We've been saying Hello 'Melo for two seasons now. Our team has changed quite a bit w/ Coaching / Attitude / Style

Just wanting to know if we should get a new slogan going for the Page?

Please vote and if you vote yes then start throwing out some ideas, we can also vote on the Slogans after we get some popular ones going.

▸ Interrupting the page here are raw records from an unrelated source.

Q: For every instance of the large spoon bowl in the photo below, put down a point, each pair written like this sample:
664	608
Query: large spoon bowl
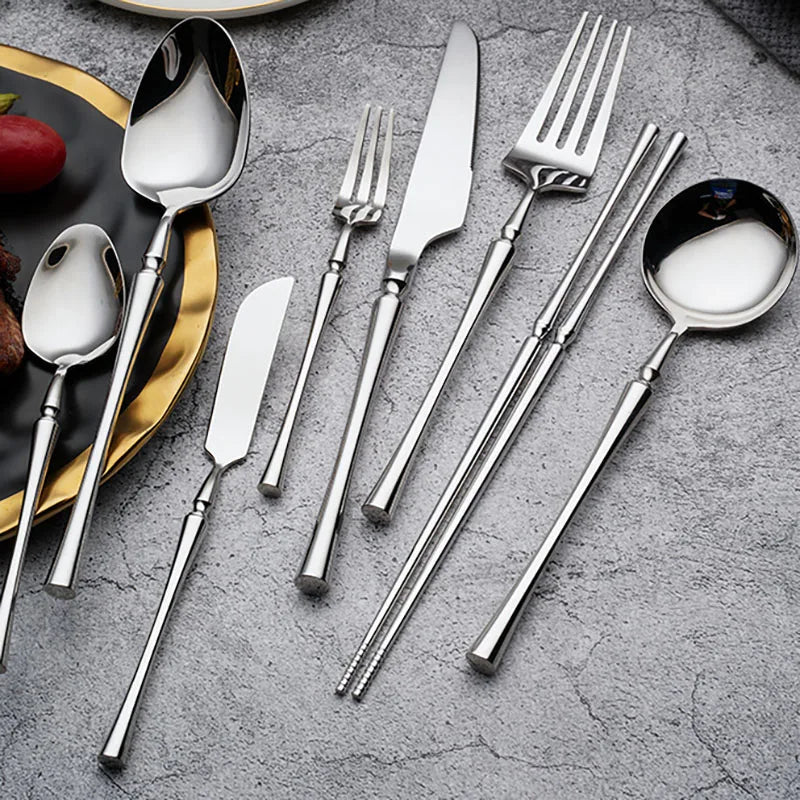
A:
189	123
719	255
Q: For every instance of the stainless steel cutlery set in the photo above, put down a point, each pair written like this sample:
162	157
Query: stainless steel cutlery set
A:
718	255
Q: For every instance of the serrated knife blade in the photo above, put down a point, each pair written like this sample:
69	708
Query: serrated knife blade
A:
437	194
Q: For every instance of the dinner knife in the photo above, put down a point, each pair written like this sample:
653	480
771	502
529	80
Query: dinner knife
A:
435	205
240	390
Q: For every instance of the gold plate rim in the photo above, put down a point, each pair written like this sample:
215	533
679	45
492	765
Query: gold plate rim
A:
247	9
188	338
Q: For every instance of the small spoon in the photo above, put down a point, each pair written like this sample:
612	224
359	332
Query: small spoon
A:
185	144
717	256
72	315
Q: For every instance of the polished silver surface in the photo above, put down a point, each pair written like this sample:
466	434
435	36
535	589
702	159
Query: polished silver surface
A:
434	205
717	256
544	163
72	315
354	207
240	390
531	372
185	144
517	376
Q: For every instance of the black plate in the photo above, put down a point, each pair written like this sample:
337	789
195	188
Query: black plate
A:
90	189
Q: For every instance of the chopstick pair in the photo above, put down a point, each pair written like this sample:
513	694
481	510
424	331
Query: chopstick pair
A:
535	363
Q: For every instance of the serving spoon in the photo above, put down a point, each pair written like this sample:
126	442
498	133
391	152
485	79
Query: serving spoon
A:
72	315
185	144
718	255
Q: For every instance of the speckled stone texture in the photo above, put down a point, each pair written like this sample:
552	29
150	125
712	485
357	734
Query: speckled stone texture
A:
660	656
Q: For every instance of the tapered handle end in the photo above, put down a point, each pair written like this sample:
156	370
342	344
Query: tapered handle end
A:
110	757
268	488
63	577
481	664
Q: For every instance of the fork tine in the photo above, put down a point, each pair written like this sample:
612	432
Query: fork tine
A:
595	143
383	176
349	182
369	162
534	126
583	113
569	96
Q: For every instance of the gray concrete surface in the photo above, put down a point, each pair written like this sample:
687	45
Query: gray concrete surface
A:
660	658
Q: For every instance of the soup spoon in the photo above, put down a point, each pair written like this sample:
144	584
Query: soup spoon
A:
717	256
72	315
185	143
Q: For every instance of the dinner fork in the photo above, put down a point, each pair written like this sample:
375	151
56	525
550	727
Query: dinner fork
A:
544	164
577	171
355	208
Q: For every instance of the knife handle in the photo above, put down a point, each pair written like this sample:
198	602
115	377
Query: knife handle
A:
116	746
382	501
271	483
313	576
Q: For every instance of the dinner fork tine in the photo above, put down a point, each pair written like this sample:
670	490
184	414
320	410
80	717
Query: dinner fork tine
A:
535	123
351	173
353	211
382	184
369	162
544	166
597	136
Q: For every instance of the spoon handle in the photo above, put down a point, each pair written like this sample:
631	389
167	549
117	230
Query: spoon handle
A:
147	287
488	649
45	433
118	741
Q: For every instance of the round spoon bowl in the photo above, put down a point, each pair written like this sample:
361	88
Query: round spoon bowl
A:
188	128
73	308
719	254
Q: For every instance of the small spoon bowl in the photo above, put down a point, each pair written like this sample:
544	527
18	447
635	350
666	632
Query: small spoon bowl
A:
189	123
719	254
73	308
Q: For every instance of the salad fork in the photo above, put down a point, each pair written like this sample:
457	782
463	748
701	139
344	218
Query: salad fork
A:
544	164
355	208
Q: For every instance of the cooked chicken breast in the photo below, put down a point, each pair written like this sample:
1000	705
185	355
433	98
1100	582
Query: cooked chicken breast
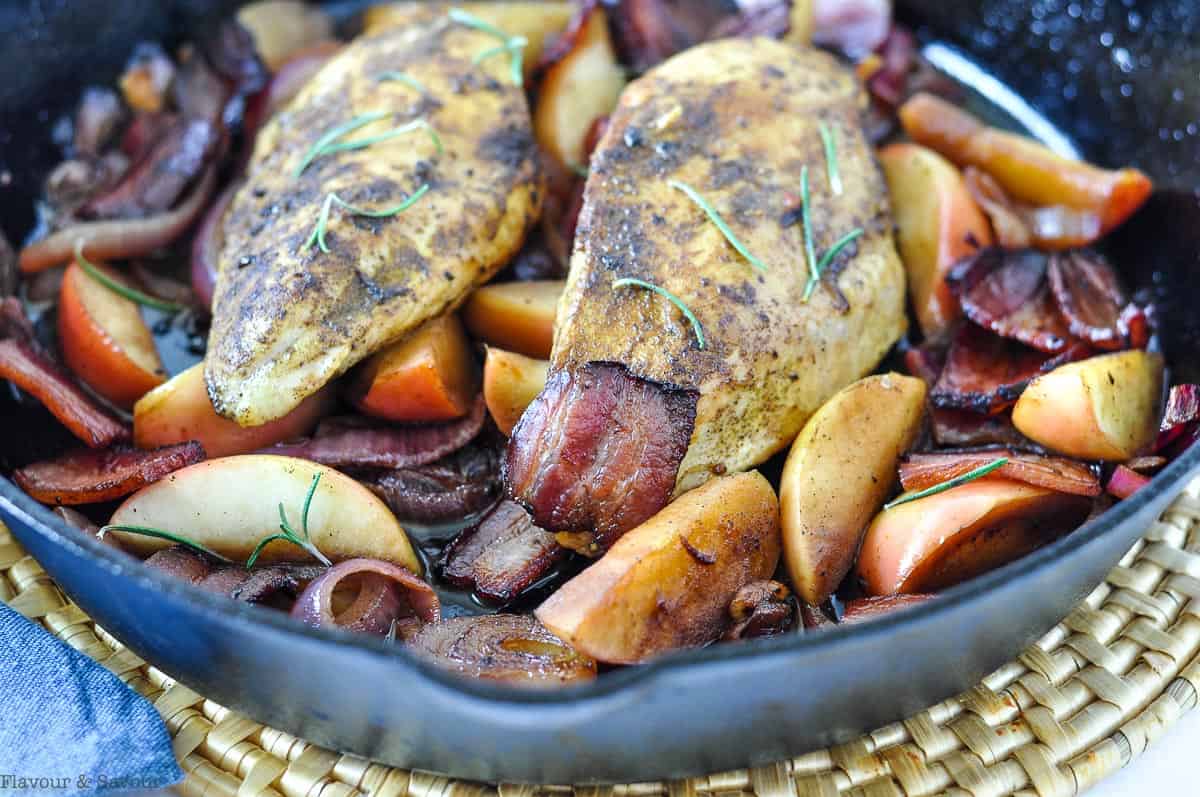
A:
289	317
737	121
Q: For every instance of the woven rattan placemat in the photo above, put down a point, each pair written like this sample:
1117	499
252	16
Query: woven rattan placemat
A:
1081	702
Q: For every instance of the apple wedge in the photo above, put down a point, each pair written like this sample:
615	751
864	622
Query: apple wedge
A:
839	472
232	503
515	316
105	340
180	411
430	376
511	382
1105	407
937	223
577	90
934	543
667	583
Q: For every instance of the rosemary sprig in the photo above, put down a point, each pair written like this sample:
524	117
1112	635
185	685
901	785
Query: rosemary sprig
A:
289	534
132	294
402	77
162	534
828	257
511	45
670	297
318	232
407	127
949	485
335	133
715	217
807	221
832	168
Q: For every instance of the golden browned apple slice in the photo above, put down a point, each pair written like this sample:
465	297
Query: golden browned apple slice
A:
1102	408
510	382
934	543
667	583
231	504
838	473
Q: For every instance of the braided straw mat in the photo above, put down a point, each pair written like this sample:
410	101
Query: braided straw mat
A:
1081	702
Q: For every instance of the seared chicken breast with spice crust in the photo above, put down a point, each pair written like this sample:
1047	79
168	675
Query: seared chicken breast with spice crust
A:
641	403
424	211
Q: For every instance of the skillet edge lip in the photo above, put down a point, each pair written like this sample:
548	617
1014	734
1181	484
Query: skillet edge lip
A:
1170	481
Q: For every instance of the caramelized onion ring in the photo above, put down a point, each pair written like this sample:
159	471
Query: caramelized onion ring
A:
119	239
388	593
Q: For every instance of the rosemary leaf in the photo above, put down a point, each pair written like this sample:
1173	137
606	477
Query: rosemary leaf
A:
161	534
715	217
335	133
318	232
828	257
832	167
810	255
673	299
132	294
991	467
370	141
387	211
402	77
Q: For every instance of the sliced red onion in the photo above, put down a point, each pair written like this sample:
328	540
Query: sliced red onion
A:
359	443
1126	481
119	239
387	593
207	246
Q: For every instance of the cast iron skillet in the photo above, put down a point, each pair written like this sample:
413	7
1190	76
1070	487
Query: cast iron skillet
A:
695	712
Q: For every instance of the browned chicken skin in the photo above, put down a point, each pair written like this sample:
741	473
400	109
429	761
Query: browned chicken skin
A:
289	317
737	120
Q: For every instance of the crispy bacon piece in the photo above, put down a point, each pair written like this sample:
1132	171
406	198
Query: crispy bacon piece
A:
960	429
27	365
155	183
513	648
924	471
598	451
90	475
1008	293
984	372
360	443
451	489
861	610
502	556
760	609
651	31
1091	298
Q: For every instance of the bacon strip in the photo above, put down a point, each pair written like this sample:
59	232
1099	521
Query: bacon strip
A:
90	475
359	443
27	365
502	556
598	450
1008	293
924	471
984	373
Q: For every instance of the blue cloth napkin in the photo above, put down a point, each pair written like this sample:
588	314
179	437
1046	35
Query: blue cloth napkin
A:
70	726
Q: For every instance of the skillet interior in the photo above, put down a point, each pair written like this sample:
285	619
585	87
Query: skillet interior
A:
676	717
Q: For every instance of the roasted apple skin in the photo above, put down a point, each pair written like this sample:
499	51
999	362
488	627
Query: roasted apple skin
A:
839	472
937	225
934	543
231	503
667	583
511	382
105	340
1105	407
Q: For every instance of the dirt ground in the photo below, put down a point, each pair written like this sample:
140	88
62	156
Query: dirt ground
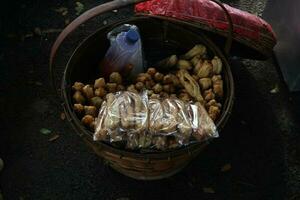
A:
261	141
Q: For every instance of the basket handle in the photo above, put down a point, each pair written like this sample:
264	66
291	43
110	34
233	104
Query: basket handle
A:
98	10
228	43
106	7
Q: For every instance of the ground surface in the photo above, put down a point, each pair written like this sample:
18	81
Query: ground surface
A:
261	141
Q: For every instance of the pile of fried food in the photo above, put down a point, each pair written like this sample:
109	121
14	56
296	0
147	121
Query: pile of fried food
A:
191	78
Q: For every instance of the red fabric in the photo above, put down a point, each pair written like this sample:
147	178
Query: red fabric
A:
245	24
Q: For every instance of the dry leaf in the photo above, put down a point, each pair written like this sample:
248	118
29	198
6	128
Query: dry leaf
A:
79	8
61	9
38	83
275	90
67	21
208	190
64	13
45	131
55	137
62	116
226	167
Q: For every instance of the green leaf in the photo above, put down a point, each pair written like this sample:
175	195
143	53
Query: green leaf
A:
45	131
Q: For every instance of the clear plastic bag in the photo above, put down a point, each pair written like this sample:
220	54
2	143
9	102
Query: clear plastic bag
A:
152	123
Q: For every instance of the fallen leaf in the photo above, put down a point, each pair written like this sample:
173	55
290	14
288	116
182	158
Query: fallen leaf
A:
45	131
55	137
52	30
208	190
79	8
62	116
275	90
61	9
37	31
226	167
38	83
64	13
67	21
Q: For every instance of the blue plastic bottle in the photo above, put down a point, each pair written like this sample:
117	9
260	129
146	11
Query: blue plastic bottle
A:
125	52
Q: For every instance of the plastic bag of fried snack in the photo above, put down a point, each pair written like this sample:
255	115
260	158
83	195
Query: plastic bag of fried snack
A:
156	123
122	114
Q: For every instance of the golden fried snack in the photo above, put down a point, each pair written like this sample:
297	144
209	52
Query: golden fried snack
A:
190	85
99	83
198	49
78	97
217	65
88	91
205	70
77	86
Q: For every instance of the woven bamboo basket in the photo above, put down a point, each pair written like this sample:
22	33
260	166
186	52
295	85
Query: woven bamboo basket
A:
161	37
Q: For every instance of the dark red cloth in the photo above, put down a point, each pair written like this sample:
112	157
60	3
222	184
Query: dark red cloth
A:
245	24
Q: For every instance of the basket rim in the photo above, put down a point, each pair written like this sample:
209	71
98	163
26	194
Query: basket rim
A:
83	132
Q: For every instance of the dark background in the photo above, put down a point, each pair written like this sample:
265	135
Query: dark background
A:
261	141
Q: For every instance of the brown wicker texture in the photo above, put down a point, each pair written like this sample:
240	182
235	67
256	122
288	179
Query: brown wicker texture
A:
159	35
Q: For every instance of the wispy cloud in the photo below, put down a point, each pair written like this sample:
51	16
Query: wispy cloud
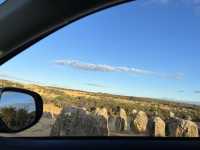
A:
120	69
180	91
197	92
96	85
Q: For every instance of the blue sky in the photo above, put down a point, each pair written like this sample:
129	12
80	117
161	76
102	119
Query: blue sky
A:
144	48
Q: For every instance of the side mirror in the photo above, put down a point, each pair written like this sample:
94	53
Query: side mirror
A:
19	109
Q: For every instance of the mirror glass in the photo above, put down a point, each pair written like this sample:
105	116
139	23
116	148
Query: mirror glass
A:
17	110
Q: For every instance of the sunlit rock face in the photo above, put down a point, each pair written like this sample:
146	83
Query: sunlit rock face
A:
177	127
74	121
156	127
139	122
121	120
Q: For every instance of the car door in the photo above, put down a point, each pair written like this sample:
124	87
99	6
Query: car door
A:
127	71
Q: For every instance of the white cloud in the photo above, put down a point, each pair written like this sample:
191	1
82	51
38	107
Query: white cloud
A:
120	69
96	85
197	92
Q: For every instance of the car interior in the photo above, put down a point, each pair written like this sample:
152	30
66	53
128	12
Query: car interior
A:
24	23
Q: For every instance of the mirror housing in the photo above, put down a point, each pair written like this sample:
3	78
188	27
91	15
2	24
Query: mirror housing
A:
20	109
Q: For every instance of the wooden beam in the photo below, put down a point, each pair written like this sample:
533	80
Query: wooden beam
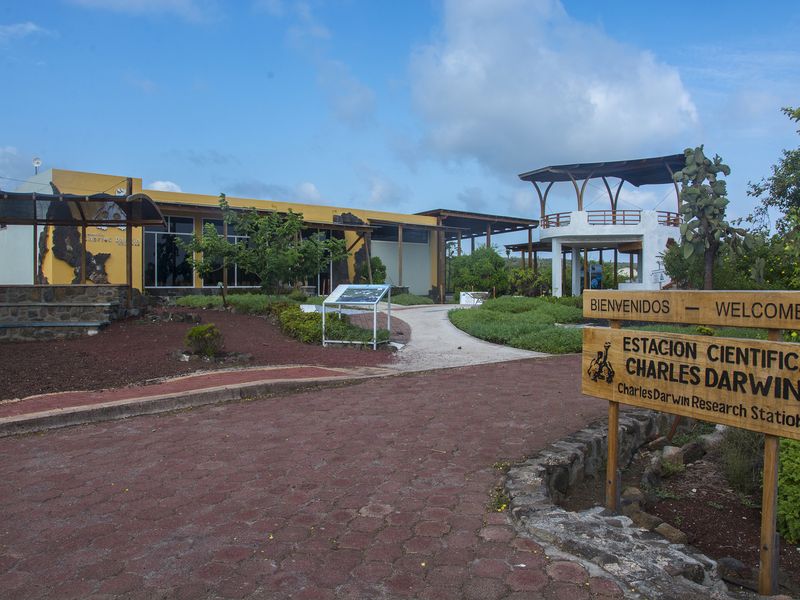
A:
612	473
769	554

Anyone feel free to chime in, especially regular Nug posters! :biggrin:


----------



## cpawfan

Aiming a Mile High - I know it is cheesy
Mile High Fast Break


----------



## Kuskid

Absolutely for the change. I'm just not clever enough to come up with one. :sigh: I like the Mile High Fast Break though, cpaw. I'll post again when I come up with something.


----------



## Timmons

CPaw,

I like *Mile High Fast Break* 

That will be in the Slogan Vote!


How about:

Powder-Blue Light Special (?)

Mining for a title

I'll try to post more, but need serious help!!!!!!!!!!!!!! :biggrin:


----------



## UD40

I'm not a Nugs fan but what about.....

"Blue Light Special" ugh, I know, it sucks
or
"Attention K-Mart shoppers...."


----------



## DHarris34Phan

Earl Boykins is a baller.


----------



## Timmons

*Come on now! I know there are some creative people around here!* :biggrin:


----------



## Snicka

Suck on these Nuggets?


----------



## Ron Mexico

"the best outside of texas"


----------



## Tom

Role Player Central

4 men and a baby.

Rocky Mountain Highlight.

We can run, but you can't hide.


----------



## Timmons

Inspired by the lack of 2 guard:
*Anthony, Camby, Miller, Martin & Co.*

*A Mile High Above the Rim*


----------